Someone asked them if this could lead to a penalty from Google’s new mobile interstitial penalty, to which John said, “It’s not an interstitial…”
Here is a screenshot example of what they are talking about:
It is pretty easy to understand the ‘why’ behind the use of these. You mostly see them on mobile sites. Several years ago, Google released an update around the user experience of a website. One thing this update targeted was sites having too many ads above the fold. In other words, if most of what a user saw was advertisements before scrolling down, that was a negative ranking signal.
What the ‘read more’ type buttons do in this case is let sites put ads above the fold, or very close to it, without someone having to read the entire page of content before getting to ads at the bottom of the page.
It is sort of a way to avoid Google’s layout penalty, but still get ads in front of visitors more often. So yes, Gary, it is to make more money.
Could it be something that Google targets later?

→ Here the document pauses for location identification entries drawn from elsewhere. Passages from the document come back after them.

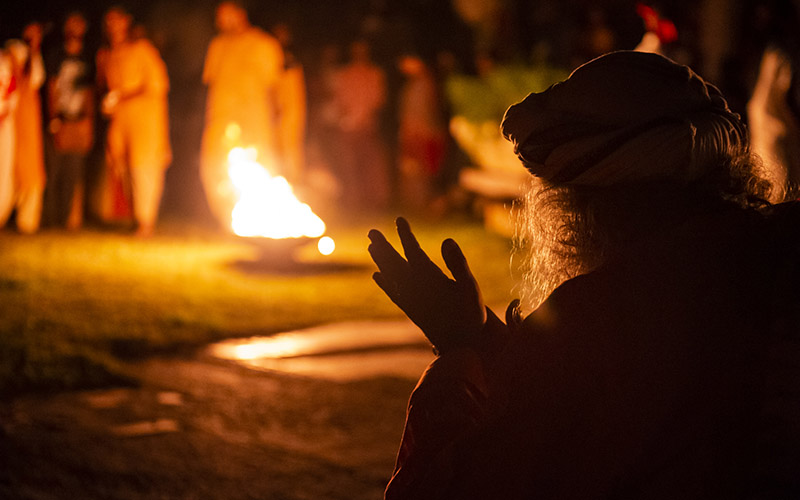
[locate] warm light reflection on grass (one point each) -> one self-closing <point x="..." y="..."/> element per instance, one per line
<point x="71" y="302"/>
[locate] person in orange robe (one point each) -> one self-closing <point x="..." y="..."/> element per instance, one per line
<point x="292" y="109"/>
<point x="29" y="174"/>
<point x="8" y="105"/>
<point x="242" y="70"/>
<point x="137" y="143"/>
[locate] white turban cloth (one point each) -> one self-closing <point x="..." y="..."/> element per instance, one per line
<point x="624" y="117"/>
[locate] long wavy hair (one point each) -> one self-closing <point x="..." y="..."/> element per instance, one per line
<point x="563" y="231"/>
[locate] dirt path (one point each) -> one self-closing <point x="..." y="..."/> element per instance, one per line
<point x="202" y="428"/>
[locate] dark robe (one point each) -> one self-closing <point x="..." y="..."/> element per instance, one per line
<point x="672" y="371"/>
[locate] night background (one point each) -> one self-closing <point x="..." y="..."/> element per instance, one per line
<point x="198" y="364"/>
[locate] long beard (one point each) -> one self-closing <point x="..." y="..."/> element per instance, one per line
<point x="543" y="256"/>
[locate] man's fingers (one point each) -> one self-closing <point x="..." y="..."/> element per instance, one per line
<point x="456" y="262"/>
<point x="386" y="257"/>
<point x="411" y="248"/>
<point x="388" y="289"/>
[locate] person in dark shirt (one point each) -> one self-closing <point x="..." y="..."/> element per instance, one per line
<point x="70" y="108"/>
<point x="661" y="357"/>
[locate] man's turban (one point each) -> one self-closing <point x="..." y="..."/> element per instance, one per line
<point x="624" y="117"/>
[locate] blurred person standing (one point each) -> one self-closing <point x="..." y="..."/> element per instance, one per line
<point x="137" y="143"/>
<point x="70" y="107"/>
<point x="360" y="97"/>
<point x="422" y="133"/>
<point x="8" y="105"/>
<point x="292" y="108"/>
<point x="243" y="68"/>
<point x="29" y="174"/>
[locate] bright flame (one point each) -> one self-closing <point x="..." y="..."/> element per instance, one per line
<point x="267" y="206"/>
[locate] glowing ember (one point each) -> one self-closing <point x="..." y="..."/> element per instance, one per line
<point x="267" y="206"/>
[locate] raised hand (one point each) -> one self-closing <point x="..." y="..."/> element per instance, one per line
<point x="450" y="312"/>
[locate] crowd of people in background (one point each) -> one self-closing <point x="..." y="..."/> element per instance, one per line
<point x="85" y="131"/>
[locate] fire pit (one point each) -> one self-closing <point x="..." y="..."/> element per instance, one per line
<point x="268" y="213"/>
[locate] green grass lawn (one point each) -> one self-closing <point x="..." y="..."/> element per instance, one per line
<point x="73" y="305"/>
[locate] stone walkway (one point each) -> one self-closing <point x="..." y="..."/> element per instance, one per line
<point x="341" y="351"/>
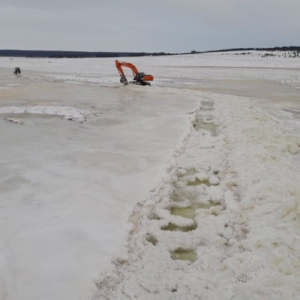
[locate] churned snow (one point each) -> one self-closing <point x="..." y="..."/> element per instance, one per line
<point x="189" y="189"/>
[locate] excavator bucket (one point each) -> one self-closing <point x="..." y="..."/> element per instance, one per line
<point x="148" y="78"/>
<point x="123" y="79"/>
<point x="140" y="78"/>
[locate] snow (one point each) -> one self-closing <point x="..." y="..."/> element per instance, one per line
<point x="189" y="189"/>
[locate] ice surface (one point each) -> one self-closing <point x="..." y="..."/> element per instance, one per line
<point x="93" y="172"/>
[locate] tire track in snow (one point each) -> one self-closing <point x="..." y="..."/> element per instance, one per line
<point x="183" y="216"/>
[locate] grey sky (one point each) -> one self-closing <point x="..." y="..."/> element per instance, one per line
<point x="153" y="25"/>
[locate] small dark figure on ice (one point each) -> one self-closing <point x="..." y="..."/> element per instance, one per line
<point x="17" y="71"/>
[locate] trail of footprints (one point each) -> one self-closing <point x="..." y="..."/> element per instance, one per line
<point x="182" y="204"/>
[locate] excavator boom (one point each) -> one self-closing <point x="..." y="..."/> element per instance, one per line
<point x="138" y="77"/>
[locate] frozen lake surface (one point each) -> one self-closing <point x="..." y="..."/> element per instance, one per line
<point x="182" y="190"/>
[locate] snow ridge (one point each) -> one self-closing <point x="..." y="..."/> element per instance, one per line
<point x="216" y="226"/>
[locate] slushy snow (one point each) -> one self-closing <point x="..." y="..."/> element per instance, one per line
<point x="183" y="190"/>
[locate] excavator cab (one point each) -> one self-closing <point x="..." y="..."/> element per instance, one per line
<point x="139" y="78"/>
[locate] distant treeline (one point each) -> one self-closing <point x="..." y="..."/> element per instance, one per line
<point x="285" y="48"/>
<point x="81" y="54"/>
<point x="73" y="54"/>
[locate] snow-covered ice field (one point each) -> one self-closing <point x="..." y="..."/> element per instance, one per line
<point x="188" y="189"/>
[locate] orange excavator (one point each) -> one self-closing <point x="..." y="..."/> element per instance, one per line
<point x="139" y="78"/>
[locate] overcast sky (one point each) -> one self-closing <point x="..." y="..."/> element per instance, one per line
<point x="148" y="26"/>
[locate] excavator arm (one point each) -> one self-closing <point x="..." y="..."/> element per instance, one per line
<point x="138" y="77"/>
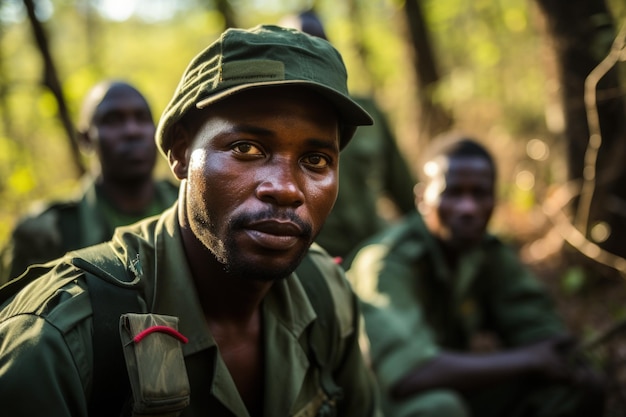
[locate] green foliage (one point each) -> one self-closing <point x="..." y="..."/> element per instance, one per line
<point x="573" y="280"/>
<point x="489" y="55"/>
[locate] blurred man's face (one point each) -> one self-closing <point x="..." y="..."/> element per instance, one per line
<point x="458" y="200"/>
<point x="122" y="132"/>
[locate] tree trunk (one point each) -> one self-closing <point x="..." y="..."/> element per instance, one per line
<point x="51" y="81"/>
<point x="580" y="33"/>
<point x="433" y="118"/>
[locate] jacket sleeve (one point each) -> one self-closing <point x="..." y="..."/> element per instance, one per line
<point x="399" y="338"/>
<point x="351" y="371"/>
<point x="39" y="374"/>
<point x="521" y="310"/>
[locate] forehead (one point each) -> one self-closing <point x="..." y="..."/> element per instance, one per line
<point x="120" y="98"/>
<point x="468" y="169"/>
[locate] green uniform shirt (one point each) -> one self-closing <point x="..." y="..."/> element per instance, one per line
<point x="65" y="226"/>
<point x="415" y="305"/>
<point x="46" y="349"/>
<point x="371" y="167"/>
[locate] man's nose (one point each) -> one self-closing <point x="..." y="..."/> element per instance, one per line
<point x="281" y="184"/>
<point x="467" y="205"/>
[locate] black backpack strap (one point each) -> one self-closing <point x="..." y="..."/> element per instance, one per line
<point x="324" y="329"/>
<point x="110" y="382"/>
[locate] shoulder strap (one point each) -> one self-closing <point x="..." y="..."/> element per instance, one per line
<point x="110" y="381"/>
<point x="322" y="348"/>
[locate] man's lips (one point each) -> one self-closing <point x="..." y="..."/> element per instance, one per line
<point x="274" y="234"/>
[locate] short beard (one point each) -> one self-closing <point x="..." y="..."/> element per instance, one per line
<point x="225" y="251"/>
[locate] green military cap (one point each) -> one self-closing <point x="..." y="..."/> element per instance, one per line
<point x="263" y="56"/>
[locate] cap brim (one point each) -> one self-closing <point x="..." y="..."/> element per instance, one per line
<point x="350" y="113"/>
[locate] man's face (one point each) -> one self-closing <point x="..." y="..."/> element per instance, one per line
<point x="122" y="131"/>
<point x="261" y="178"/>
<point x="458" y="200"/>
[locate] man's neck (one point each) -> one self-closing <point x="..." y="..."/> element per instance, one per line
<point x="128" y="196"/>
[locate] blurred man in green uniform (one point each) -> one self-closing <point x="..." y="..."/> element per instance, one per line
<point x="436" y="282"/>
<point x="253" y="132"/>
<point x="116" y="123"/>
<point x="372" y="168"/>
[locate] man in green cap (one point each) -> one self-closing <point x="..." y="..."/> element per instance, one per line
<point x="223" y="325"/>
<point x="373" y="170"/>
<point x="438" y="283"/>
<point x="116" y="123"/>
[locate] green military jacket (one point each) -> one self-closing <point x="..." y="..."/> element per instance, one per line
<point x="46" y="351"/>
<point x="64" y="226"/>
<point x="414" y="305"/>
<point x="372" y="168"/>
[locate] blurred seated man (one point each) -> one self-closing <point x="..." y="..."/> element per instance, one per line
<point x="372" y="169"/>
<point x="435" y="283"/>
<point x="116" y="122"/>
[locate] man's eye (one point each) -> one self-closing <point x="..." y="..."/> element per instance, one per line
<point x="246" y="149"/>
<point x="316" y="161"/>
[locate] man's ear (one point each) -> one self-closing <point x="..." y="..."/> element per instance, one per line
<point x="178" y="155"/>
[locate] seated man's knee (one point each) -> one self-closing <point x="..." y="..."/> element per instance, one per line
<point x="435" y="403"/>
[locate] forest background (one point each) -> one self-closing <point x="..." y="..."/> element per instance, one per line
<point x="540" y="82"/>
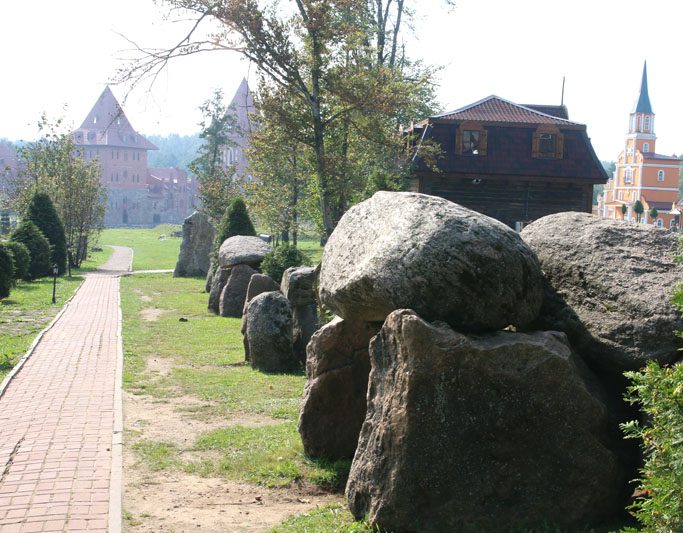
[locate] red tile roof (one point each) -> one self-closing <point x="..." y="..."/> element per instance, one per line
<point x="496" y="109"/>
<point x="652" y="155"/>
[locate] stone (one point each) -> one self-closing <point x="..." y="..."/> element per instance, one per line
<point x="269" y="333"/>
<point x="195" y="248"/>
<point x="218" y="281"/>
<point x="234" y="293"/>
<point x="298" y="286"/>
<point x="333" y="407"/>
<point x="242" y="250"/>
<point x="497" y="432"/>
<point x="259" y="283"/>
<point x="409" y="250"/>
<point x="209" y="276"/>
<point x="609" y="286"/>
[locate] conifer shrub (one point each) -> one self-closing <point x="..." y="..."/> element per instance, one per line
<point x="38" y="246"/>
<point x="6" y="271"/>
<point x="280" y="259"/>
<point x="659" y="393"/>
<point x="22" y="259"/>
<point x="41" y="211"/>
<point x="235" y="222"/>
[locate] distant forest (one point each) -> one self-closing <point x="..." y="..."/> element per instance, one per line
<point x="174" y="150"/>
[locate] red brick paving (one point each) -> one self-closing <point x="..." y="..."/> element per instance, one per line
<point x="57" y="418"/>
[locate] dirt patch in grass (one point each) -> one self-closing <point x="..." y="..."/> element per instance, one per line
<point x="152" y="314"/>
<point x="174" y="500"/>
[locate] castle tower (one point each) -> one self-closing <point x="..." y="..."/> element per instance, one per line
<point x="644" y="187"/>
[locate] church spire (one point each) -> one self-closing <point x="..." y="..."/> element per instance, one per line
<point x="643" y="104"/>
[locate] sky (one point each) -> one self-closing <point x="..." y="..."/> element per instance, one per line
<point x="57" y="57"/>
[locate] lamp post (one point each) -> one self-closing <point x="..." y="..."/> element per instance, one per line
<point x="55" y="271"/>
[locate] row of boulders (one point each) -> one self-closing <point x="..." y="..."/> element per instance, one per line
<point x="278" y="320"/>
<point x="452" y="423"/>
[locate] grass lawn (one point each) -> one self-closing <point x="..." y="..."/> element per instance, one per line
<point x="154" y="248"/>
<point x="29" y="309"/>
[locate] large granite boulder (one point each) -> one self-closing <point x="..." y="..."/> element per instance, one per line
<point x="609" y="288"/>
<point x="195" y="249"/>
<point x="240" y="250"/>
<point x="234" y="293"/>
<point x="298" y="287"/>
<point x="491" y="433"/>
<point x="333" y="408"/>
<point x="258" y="284"/>
<point x="409" y="250"/>
<point x="269" y="333"/>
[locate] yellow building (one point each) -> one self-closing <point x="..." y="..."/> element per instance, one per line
<point x="644" y="180"/>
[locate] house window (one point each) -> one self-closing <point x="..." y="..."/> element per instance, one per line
<point x="470" y="142"/>
<point x="470" y="139"/>
<point x="547" y="143"/>
<point x="628" y="175"/>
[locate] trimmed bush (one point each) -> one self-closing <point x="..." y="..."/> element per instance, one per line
<point x="38" y="246"/>
<point x="22" y="259"/>
<point x="280" y="259"/>
<point x="236" y="221"/>
<point x="6" y="271"/>
<point x="42" y="212"/>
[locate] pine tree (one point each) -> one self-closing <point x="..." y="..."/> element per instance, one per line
<point x="41" y="211"/>
<point x="38" y="246"/>
<point x="6" y="271"/>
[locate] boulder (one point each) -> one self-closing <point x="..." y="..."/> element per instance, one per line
<point x="209" y="276"/>
<point x="269" y="333"/>
<point x="609" y="289"/>
<point x="234" y="293"/>
<point x="258" y="284"/>
<point x="195" y="249"/>
<point x="218" y="281"/>
<point x="333" y="408"/>
<point x="298" y="286"/>
<point x="240" y="250"/>
<point x="409" y="250"/>
<point x="498" y="432"/>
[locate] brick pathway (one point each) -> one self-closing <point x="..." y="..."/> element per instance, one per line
<point x="60" y="418"/>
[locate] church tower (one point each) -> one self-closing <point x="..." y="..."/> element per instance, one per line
<point x="644" y="187"/>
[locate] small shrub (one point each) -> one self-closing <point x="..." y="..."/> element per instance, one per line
<point x="22" y="259"/>
<point x="41" y="211"/>
<point x="280" y="259"/>
<point x="6" y="271"/>
<point x="38" y="246"/>
<point x="659" y="392"/>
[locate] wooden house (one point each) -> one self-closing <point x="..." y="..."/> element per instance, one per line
<point x="512" y="162"/>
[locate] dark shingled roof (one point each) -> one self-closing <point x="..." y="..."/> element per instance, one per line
<point x="107" y="125"/>
<point x="496" y="109"/>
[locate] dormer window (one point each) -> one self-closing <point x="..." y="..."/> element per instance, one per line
<point x="471" y="139"/>
<point x="547" y="143"/>
<point x="470" y="142"/>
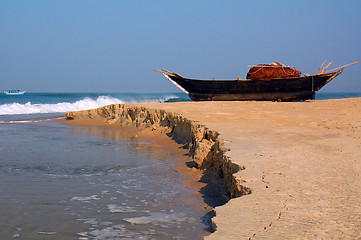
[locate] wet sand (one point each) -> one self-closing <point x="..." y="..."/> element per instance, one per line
<point x="302" y="163"/>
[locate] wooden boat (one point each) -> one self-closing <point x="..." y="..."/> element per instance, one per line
<point x="282" y="89"/>
<point x="14" y="92"/>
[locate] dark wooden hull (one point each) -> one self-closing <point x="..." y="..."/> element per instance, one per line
<point x="290" y="89"/>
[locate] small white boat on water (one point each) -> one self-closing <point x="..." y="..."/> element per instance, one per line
<point x="14" y="92"/>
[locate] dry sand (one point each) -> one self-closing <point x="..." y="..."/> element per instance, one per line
<point x="302" y="162"/>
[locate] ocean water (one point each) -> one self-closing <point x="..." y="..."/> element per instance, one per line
<point x="59" y="181"/>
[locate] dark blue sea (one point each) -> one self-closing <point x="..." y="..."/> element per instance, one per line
<point x="59" y="181"/>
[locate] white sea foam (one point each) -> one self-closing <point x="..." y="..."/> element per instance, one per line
<point x="93" y="197"/>
<point x="113" y="208"/>
<point x="61" y="107"/>
<point x="157" y="217"/>
<point x="84" y="104"/>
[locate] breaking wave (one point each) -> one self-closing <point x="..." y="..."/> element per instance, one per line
<point x="62" y="107"/>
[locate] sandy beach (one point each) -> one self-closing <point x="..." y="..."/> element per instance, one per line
<point x="300" y="160"/>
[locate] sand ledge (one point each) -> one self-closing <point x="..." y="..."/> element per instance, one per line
<point x="302" y="159"/>
<point x="204" y="144"/>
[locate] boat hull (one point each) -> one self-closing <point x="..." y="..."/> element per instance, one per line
<point x="14" y="94"/>
<point x="290" y="89"/>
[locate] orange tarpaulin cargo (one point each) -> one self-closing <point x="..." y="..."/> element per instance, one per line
<point x="267" y="72"/>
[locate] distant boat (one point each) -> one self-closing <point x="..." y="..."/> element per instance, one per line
<point x="14" y="92"/>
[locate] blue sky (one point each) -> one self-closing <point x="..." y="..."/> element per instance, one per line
<point x="111" y="46"/>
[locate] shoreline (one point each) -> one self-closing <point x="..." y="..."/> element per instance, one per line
<point x="301" y="160"/>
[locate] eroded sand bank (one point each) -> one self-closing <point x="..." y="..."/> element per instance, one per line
<point x="301" y="160"/>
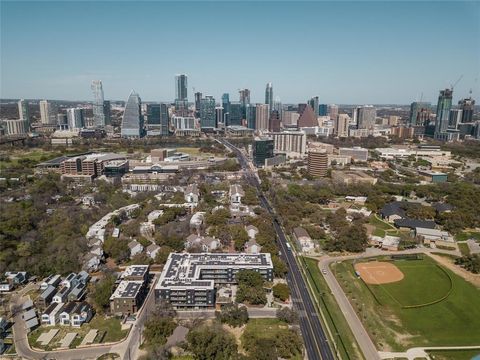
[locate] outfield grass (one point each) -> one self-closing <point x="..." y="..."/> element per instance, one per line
<point x="464" y="249"/>
<point x="453" y="321"/>
<point x="337" y="323"/>
<point x="454" y="354"/>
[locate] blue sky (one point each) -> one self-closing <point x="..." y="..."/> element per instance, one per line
<point x="344" y="52"/>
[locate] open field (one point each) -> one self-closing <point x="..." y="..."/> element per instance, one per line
<point x="346" y="342"/>
<point x="109" y="330"/>
<point x="454" y="354"/>
<point x="453" y="321"/>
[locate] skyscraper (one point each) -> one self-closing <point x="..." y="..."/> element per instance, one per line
<point x="467" y="106"/>
<point x="444" y="105"/>
<point x="313" y="102"/>
<point x="198" y="98"/>
<point x="75" y="118"/>
<point x="226" y="107"/>
<point x="323" y="110"/>
<point x="366" y="117"/>
<point x="236" y="114"/>
<point x="48" y="112"/>
<point x="99" y="118"/>
<point x="181" y="87"/>
<point x="261" y="117"/>
<point x="23" y="112"/>
<point x="207" y="112"/>
<point x="333" y="112"/>
<point x="132" y="121"/>
<point x="251" y="116"/>
<point x="341" y="125"/>
<point x="269" y="96"/>
<point x="419" y="113"/>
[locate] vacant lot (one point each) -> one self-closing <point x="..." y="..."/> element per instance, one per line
<point x="452" y="321"/>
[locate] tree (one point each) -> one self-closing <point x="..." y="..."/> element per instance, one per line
<point x="102" y="291"/>
<point x="288" y="315"/>
<point x="281" y="291"/>
<point x="211" y="343"/>
<point x="233" y="315"/>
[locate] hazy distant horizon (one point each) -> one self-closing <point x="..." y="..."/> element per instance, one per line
<point x="345" y="52"/>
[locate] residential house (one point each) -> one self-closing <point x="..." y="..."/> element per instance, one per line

You never know for sure, but I don’t really think so. It is not really hampering someone from getting to the content they were looking for. It is all right there on the same page. If the click caused loading of another page, that would be much different, and hamper the user experience.
Also, if it is getting more clicks through AdSense without being a significant hindrance to the user experience, why would they want to target it?